Glos: Bilateralen Handel stärken!
Heute findet in Stuttgart die "Global Connect" statt. Dieses Forum für internationale Kontakte und Investitionen ist verbunden mit der 3. Deutsch-Russischen Mittelstandskonferenz. "Global Connect, also weltweites Verbinden, ist gerade jetzt in der Finanzkrise wichtig," so der Bundesminister für Wirtschaft und Technologie, Michael Glos, anlässlich der Eröffnung der Veranstaltung. "Dem Mittelstand kommt traditionell eine bedeutende Rolle im bilateralen Handel zu. Die kleinen und mittelständischen Unternehmen verlieren aber Wettbewerbsvorteile, wenn sie sich nicht den Anforderungen der Globalisierung stellen. Gerade angesichts sich verdüsternder Exportaussichten sind um so mehr Kreativität, Leistung und Dynamik gefragt. Dem Mittelstand gilt deswegen unsere besondere Förderung. Ich begrüße vor diesem Hintergrund die Initiative des Ostausschusses der Deutschen Wirtschaft, die Eröffnung des neuen Handelsplatzes "Global Connect" mit der 3. Deutsch-Russischen Mittelstandskonferenz zu verbinden."
An der Konferenz nimmt auch die Wirtschaftsministerin der Russischen Föderation, Frau Nabiullina, teil. In einem bilateralen Gespräch mit Bundeswirtschaftsminister Glos und Ministerin Nabiullina stand der Ausbau der bilateralen Wirtschaftsbeziehungen im Vordergrund.
Bundesminister Glos: "Starke Handelsnationen wie Russland und Deutschland sollten vermehrt die Potentiale ihres bilateralen Handels nutzen. Wir brauchen dafür einen starken Mittelstand. Und Russland braucht einen starken Mittelstand für den Handel mit Deutschland".
Als aktiver Partner unterstützt die Bundesregierung deshalb auch Russland in seinem Bestreben, breite mittelständische Strukturen als Rückgrat der russischen Wirtschaft zu etablieren. In Russland übt die andauernde Entwicklung industrieller Kerne eine anziehende Wirkung auf kleine und mittelständische Unternehmen aus. Beispiel hierfür sind die sich etablierende Autozulieferindustrie sowie die Bereiche Energieeffizienz, Gesundheitswirtschaft, Medizintechnik und die Kommunalwirtschaft.

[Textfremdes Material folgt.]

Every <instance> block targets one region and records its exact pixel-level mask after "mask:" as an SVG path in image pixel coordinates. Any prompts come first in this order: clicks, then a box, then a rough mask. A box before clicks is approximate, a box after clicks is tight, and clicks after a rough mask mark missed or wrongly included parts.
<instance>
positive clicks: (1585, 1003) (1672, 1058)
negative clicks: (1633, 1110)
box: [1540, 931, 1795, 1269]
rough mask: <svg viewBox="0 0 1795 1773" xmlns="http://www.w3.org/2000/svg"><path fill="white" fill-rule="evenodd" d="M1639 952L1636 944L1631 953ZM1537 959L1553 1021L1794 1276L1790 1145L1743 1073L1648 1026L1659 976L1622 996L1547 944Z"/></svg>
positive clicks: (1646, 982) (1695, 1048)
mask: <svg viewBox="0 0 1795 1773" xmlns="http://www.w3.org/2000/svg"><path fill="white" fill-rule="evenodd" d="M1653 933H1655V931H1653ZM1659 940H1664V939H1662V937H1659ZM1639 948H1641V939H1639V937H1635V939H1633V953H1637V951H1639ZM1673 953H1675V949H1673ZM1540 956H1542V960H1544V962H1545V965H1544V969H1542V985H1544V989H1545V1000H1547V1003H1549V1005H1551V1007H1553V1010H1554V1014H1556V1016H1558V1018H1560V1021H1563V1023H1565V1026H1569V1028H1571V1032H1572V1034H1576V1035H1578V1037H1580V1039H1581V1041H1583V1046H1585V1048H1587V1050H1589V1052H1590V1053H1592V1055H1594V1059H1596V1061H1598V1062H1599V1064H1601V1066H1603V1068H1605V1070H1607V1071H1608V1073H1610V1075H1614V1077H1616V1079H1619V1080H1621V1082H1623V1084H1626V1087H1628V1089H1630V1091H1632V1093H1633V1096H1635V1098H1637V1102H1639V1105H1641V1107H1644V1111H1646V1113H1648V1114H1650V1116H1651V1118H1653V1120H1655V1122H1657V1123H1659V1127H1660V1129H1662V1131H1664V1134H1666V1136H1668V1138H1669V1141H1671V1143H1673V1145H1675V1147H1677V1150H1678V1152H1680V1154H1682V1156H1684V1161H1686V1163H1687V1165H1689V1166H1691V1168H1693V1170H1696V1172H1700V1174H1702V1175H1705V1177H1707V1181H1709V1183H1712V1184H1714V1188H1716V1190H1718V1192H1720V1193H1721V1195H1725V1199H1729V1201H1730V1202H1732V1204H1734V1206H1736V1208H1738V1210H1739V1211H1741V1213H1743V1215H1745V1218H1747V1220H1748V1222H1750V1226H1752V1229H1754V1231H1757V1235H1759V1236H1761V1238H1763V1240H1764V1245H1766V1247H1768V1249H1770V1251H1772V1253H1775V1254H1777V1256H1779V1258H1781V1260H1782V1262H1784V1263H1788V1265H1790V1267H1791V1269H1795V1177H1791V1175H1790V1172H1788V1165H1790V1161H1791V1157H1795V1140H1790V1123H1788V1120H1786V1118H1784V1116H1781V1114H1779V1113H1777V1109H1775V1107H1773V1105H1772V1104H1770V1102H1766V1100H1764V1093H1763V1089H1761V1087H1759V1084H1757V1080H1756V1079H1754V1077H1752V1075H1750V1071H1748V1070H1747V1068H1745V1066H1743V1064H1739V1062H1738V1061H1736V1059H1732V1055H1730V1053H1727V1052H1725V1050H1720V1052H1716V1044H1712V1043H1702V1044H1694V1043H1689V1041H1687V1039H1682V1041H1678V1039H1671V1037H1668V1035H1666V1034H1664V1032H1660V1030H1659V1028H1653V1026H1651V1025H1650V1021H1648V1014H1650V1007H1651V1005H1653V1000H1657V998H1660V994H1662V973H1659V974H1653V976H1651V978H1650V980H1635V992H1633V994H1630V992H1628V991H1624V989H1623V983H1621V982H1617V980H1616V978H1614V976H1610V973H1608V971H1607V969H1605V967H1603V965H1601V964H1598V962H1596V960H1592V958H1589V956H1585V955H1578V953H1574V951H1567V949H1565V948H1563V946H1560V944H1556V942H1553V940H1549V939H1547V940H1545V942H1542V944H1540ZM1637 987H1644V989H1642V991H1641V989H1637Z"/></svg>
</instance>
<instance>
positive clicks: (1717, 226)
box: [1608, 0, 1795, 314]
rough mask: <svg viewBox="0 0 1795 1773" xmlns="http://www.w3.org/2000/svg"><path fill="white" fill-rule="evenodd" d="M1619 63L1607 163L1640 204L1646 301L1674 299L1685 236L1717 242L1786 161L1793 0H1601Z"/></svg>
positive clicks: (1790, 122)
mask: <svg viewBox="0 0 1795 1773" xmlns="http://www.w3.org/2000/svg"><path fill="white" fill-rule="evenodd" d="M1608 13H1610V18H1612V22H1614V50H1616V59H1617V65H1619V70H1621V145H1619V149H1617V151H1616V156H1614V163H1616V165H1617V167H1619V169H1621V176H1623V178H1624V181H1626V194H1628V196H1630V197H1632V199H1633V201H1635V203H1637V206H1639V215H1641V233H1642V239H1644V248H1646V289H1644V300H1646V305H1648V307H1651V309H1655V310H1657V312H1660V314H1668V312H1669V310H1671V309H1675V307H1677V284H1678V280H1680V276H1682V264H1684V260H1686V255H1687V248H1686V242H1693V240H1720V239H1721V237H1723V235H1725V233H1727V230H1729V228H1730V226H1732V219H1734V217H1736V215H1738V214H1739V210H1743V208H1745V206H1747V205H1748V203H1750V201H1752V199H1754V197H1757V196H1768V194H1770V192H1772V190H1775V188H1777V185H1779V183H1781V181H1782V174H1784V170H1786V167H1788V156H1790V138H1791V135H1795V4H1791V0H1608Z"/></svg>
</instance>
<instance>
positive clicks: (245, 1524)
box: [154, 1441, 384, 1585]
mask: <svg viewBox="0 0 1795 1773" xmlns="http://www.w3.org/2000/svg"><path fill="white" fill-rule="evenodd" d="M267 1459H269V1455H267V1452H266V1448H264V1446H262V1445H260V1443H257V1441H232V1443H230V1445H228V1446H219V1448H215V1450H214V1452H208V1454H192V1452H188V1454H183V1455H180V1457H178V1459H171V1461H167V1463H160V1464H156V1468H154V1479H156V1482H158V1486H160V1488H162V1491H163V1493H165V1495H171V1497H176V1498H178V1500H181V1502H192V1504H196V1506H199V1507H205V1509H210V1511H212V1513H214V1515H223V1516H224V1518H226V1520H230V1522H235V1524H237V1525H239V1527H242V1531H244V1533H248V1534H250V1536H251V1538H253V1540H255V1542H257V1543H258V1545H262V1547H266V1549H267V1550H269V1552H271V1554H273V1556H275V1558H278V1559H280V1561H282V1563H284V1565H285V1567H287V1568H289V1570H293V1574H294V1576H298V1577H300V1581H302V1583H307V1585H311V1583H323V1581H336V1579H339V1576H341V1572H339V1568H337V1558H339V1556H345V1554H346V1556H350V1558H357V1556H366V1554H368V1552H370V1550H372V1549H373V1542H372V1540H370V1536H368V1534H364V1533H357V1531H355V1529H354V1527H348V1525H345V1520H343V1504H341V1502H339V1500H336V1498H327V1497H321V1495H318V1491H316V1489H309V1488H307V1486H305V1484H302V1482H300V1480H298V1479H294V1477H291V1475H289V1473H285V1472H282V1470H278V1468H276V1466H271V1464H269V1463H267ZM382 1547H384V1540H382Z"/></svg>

Bundesminister Glos wies auch auf die Neustrukturierung der Außenwirtschaftsförderung hin. Zur Verbesserung des Leistungsangebots werden zum 1. Januar 2009 die Bundesagentur für Außenwirtschaft und die Invest in Germany GmbH zur "Germany Trade and Invest" GmbH zusammengeführt. Gemeinsam mit unserem weltweiten System von Auslandshandelskammern, unserem Auslandsmesseprogramm und dem unmittelbaren Engagement der Bundesregierung bei der Absicherung von Auslandsrisiken durch mehr Exportkredit- und Investitionsgarantien erhält die deutsche Wirtschaft die Unterstützung, die sie im internationalen Wettbewerb braucht, um auch unter den jetzigen erschwerten Bedingungen ihren Platz in der Spitzengruppe der führenden Industrienationen zu behaupten.
Bundesminister Glos appellierte an die deutschen Unternehmen, dieses Angebot zu nutzen. An die ausländischen Gäste gewandt sagte er: "Deutschland ist und bleibt ein offener Investitionsstandort. Investoren aus dem Ausland sind uns sehr willkommen."